By Andrea Mazzarelli | July 14, 2015, 9:58 p.m. (ET)
Silver medalist Natalie Coughlin (L), gold medalist Chantal Van Landeghem of Canada (C) and bronze medalist Arianna Vanderpool Wallace of the Bahamas (R) after the women's 100-meter freestyle final at the Toronto 2015 Pan American Games in Toronto on July 14, 2015.


TORONTO -- Olympic champions and rookies alike shared the pool on the opening day of swimming competition at the Pan American Games, as three-time Olympian Natalie Coughlin led Team USA to a four-medal haul, with silver medals in the women’s 100-meter freestyle and 4x100 freestyle events.

Coughlin, the first U.S. swimmer to win six medals at an Olympic Games when she claimed gold, two silvers and three bronzes at the Beijing 2008 Games, nearly ended her swimming career after earning her 12th medal, a bronze in the 4x100 freestyle, at the 2012 Games.

But she refused to end on that note.

Now firing on all cylinders in preparation for next year’s Olympic Games, she swam to the top spot in the women’s 100 freestyle heat in 53.85 seconds and set a Pan Am record.

Watch the Pan American Games on the networks of ESPN.

“I know I have a lot of good swimming left in me and I love doing this,” said Coughlin. “I love the training and I love the competing and being able to represent my country is a really special thing that’s not going to happen forever.”

A seasoned world and Olympic champion, Coughlin has set the standard for success for the younger members of Team USA.

“I think all the young rookies are great and they’re getting some great experience here,” she said. “Pan Ams is such a great practice for the Olympics.”

Competing in her first major international tournament, former water polo star Kate Mills had a breakout performance in the opening heats, posting the top time by 1.44 seconds in the women’s 200-meter butterfly and sealing the silver medal with a time of 2:09.31 in the final.

For first-timers like Mills, being able to share the stage with more experienced swimmers has proven to have its advantages. Two of the younger swimmers on the team, Kylie Stewart (age 19) and Ty Stewart (21) turned in brilliant opening swims and finished third and sixth in the B finals of the men’s and women’s 200-meter butterfly. The silver-medal-winning women’s 4x100-meter team featured the largest difference in age amongst swimmers in the field, with nearly eight years separating Coughlin, 32, and six-time Olympic medalist Allison Schmitt, 25. Also on that team was Madison Kennedy, 24, and two-time Olympic medalist Amanda Weir, 29.

“It’s incredible because (the veteran swimmers) have such a wealth of knowledge and they really help you overcome your fears or your doubts,” said Kate Mills. “We hope that we bring the excitement and they teach us from their experience.”

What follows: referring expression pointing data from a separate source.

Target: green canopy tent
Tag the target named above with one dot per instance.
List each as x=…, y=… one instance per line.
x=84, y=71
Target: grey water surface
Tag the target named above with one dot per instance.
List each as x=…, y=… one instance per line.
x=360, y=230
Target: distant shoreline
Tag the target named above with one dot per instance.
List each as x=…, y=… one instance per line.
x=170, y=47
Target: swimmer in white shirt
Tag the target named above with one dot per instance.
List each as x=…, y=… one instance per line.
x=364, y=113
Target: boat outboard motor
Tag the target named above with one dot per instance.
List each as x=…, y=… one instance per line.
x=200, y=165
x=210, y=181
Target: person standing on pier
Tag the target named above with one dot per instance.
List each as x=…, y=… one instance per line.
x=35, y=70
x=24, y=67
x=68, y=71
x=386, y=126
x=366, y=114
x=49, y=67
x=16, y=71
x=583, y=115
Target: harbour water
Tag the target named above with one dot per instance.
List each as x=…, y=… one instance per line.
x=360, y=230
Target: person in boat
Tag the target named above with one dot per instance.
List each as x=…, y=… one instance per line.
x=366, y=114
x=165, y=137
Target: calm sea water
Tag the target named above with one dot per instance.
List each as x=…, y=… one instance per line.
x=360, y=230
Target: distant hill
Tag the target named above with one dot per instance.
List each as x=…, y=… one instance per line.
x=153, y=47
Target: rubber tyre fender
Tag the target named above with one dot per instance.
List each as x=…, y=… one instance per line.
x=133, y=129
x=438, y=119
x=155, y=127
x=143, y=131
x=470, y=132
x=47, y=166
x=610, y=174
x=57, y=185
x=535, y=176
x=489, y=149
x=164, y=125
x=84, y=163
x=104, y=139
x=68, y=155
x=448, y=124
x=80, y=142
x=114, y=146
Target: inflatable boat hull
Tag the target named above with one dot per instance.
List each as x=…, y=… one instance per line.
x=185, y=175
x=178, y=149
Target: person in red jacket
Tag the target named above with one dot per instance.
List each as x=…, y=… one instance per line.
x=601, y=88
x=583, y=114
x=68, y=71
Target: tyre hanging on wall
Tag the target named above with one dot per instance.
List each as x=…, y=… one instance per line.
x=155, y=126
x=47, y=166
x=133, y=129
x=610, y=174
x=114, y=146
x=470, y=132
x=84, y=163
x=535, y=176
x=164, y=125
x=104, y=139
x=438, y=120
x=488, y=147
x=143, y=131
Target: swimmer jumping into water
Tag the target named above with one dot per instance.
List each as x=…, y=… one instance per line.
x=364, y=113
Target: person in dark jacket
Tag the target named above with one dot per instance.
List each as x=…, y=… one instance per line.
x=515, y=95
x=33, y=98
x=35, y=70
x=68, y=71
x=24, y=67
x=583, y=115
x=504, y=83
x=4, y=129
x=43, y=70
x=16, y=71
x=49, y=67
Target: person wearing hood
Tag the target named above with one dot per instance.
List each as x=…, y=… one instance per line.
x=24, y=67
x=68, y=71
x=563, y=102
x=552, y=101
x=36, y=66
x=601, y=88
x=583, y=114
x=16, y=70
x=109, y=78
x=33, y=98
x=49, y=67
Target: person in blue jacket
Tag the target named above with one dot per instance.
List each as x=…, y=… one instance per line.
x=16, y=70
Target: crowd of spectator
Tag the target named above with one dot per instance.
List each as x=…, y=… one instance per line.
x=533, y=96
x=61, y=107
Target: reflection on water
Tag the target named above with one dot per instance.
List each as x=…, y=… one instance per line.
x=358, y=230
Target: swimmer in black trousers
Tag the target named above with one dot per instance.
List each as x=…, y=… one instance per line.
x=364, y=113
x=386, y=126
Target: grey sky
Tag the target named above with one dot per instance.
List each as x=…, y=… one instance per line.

On the men’s side, two-time Olympic gold medalist Cullen Jones was off to a disappointing start in the 100-meter freestyle opening heat causing him to miss the final, but he rallied to help the men’s 4x100 freestyle team, which included Josh Schneider, Darian Townsend and Michael Weiss, earn a bronze medal.

Team Canada impressed on home soil claiming six medals, one in each event, including three golds.